Frankreich etwa hat angekündigt, sich nicht an diesen Käufen für die Ukraine in den USA beteiligen zu wollen. Das entspricht der französischen Linie, europäische Steuergelder in Europa zu belassen und hier in den Aufwuchs einer Verteidigungsindustrie zu investieren. Das ist kein falscher Ansatz. Aber da ist ein Spannungsverhältnis: In Europa zu investieren bedeutet, lange Lieferzeiten in Kauf zu nehmen, da es hier weniger Kapazitäten für die Rüstungsproduktion gibt.
Diese "Buy European"-Strategie, die Frankreichs Präsident Emmanuel Macron verfolgt, scheitert also bislang am Mangel an Kapazitäten?
Genau. Andererseits: Irgendwann muss man damit anfangen, denn sonst ist man nie an dem Punkt, die notwendigen Rüstungskapazitäten in Europa zu haben. Das ist ein nicht auflösbarer Zielkonflikt. Es ist eine Entscheidung auf politischer Ebene, tatsächlich in Europa zu investieren, um die europäische Souveränität, europäische Arbeitsplätze und die europäische Innovationsfähigkeit zu stärken. Die Verteidigungsindustriestrategien und -förderprogramme, die die EU in den letzten Monaten angekündigt hat, sollen laut ihren Plänen für den kommenden Mehrjährigen Finanzrahmen ab 2028 mit wesentlich mehr Geld ausgestattet werden.

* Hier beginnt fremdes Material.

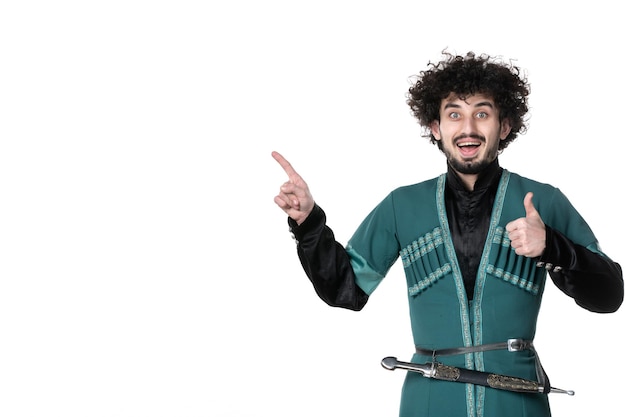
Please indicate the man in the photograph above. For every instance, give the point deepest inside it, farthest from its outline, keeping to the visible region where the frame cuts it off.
(476, 244)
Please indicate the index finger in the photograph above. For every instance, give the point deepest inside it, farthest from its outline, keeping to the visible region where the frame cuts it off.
(284, 164)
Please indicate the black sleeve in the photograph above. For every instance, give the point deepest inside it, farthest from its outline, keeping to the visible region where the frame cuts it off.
(326, 262)
(593, 280)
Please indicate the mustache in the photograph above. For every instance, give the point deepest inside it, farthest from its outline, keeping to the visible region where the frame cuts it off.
(467, 136)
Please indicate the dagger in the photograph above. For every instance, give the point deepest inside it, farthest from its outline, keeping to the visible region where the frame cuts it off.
(443, 372)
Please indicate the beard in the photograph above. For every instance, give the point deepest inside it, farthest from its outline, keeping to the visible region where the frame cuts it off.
(474, 166)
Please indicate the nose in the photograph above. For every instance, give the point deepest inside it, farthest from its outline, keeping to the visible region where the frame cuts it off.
(469, 125)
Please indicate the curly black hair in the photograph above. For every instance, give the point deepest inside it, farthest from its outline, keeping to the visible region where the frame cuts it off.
(467, 75)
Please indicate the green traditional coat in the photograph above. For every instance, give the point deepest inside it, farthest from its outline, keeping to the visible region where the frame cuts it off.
(411, 224)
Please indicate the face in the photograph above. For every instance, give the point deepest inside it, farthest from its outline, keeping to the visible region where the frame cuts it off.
(469, 131)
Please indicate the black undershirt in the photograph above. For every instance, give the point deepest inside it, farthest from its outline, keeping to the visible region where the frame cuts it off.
(469, 214)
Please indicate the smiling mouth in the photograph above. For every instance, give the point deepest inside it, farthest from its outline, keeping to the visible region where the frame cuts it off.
(469, 148)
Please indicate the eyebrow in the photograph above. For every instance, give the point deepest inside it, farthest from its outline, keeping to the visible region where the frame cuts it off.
(479, 104)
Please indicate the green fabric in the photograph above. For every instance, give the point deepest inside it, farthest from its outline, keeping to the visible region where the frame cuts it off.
(411, 224)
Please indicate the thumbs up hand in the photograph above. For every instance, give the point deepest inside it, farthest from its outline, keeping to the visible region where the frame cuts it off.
(528, 234)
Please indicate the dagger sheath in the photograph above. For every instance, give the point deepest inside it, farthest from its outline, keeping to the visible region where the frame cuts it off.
(451, 373)
(469, 376)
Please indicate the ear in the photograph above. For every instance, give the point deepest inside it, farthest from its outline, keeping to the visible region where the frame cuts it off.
(505, 129)
(434, 129)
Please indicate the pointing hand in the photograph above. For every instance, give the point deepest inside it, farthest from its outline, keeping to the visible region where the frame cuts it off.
(294, 197)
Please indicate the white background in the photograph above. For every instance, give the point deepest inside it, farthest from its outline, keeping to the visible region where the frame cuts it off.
(144, 268)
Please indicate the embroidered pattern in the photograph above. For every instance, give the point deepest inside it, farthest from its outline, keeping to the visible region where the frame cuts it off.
(425, 260)
(510, 267)
(421, 247)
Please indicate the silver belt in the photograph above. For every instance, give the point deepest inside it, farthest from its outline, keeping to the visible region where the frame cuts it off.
(512, 345)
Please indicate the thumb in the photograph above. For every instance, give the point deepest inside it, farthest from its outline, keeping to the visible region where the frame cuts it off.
(531, 211)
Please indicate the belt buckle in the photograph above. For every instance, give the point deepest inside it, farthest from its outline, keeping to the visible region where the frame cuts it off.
(515, 345)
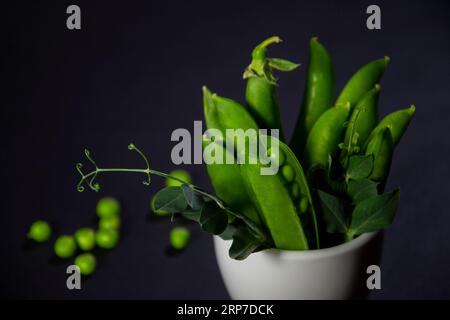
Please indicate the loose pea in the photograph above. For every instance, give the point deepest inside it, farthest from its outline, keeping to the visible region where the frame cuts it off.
(295, 190)
(107, 238)
(304, 203)
(288, 173)
(179, 174)
(108, 207)
(179, 237)
(109, 223)
(40, 231)
(85, 238)
(86, 262)
(65, 246)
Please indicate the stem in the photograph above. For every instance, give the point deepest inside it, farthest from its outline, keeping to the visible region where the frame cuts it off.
(349, 236)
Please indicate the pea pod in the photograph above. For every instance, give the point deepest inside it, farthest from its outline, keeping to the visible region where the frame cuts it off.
(222, 114)
(325, 136)
(304, 200)
(318, 96)
(397, 122)
(285, 213)
(381, 146)
(276, 207)
(362, 81)
(260, 93)
(362, 121)
(227, 183)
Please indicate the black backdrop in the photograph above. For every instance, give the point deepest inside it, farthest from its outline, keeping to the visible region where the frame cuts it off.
(134, 73)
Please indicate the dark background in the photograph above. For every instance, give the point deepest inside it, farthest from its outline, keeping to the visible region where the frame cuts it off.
(134, 73)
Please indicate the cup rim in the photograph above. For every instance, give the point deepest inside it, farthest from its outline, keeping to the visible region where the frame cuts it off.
(318, 253)
(325, 252)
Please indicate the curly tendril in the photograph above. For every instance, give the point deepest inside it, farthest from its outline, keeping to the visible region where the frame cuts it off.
(89, 178)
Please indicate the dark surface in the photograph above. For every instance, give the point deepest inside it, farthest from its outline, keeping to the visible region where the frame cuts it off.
(134, 73)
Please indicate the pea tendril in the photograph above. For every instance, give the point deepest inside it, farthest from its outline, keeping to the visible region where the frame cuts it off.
(89, 180)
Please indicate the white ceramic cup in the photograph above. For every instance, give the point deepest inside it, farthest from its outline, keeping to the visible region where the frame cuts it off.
(332, 273)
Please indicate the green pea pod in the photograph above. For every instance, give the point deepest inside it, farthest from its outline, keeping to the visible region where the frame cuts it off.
(277, 210)
(260, 94)
(306, 211)
(222, 114)
(362, 81)
(228, 184)
(325, 136)
(397, 122)
(318, 96)
(381, 146)
(362, 121)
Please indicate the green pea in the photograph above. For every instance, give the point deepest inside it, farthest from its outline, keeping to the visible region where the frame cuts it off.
(179, 237)
(86, 262)
(179, 174)
(109, 223)
(107, 207)
(288, 173)
(40, 231)
(65, 246)
(295, 190)
(304, 203)
(85, 238)
(107, 238)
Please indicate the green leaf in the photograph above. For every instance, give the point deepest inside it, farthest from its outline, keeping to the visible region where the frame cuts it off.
(170, 199)
(359, 167)
(375, 213)
(282, 64)
(244, 243)
(362, 189)
(334, 212)
(213, 219)
(193, 198)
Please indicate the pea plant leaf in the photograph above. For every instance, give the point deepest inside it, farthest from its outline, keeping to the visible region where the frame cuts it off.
(170, 199)
(361, 189)
(282, 64)
(374, 213)
(213, 219)
(359, 167)
(194, 199)
(334, 209)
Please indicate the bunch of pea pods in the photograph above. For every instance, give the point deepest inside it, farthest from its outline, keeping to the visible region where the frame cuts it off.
(327, 128)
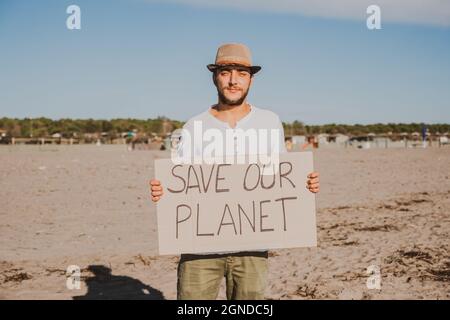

Der Haushaltsentwurf der Kommission für den mehrjährigen Finanzrahmen wird in den kommenden Jahren vom Europaparlament und dem Rat der europäischen Staats- und Regierungschefs verhandelt. Laut diesem ersten Plan sind 131 Milliarden speziell für Verteidigungsausgaben vorgesehen. Reicht das aus für große Projekte wie den Aufbau eines Rüstungsbinnenmarkts?
Durch die Verhandlungen zwischen Parlament und Rat wird sich noch vieles an dem Vorschlag verändern. Vielleicht steht am Ende tatsächlich ein Topf mit 131 Milliarden Euro. Ob die Summe ausreicht, hängt davon ab, wie ambitioniert die Rolle der EU bei gemeinsamen Rüstungsprojekten sein soll. Bislang hat sich die EU eher als Dienstleister gesehen, sowohl für die Verteidigungsambitionen der europäischen Regierungen als auch im Kontext der Nato. Aber die EU hatte kaum ein Budget für die gemeinsame Entwicklung und Beschaffung von militärischen Fähigkeiten. Sie ist also regelmäßig daran gescheitert, dass sie nicht genug Geld hatte, um Dinge zu forcieren. Der Entwurf der Kommission zeigt, dass sich das ändern soll. Aber ob es dazu kommt, hängt von den Verhandlungen der nächsten Jahre ab.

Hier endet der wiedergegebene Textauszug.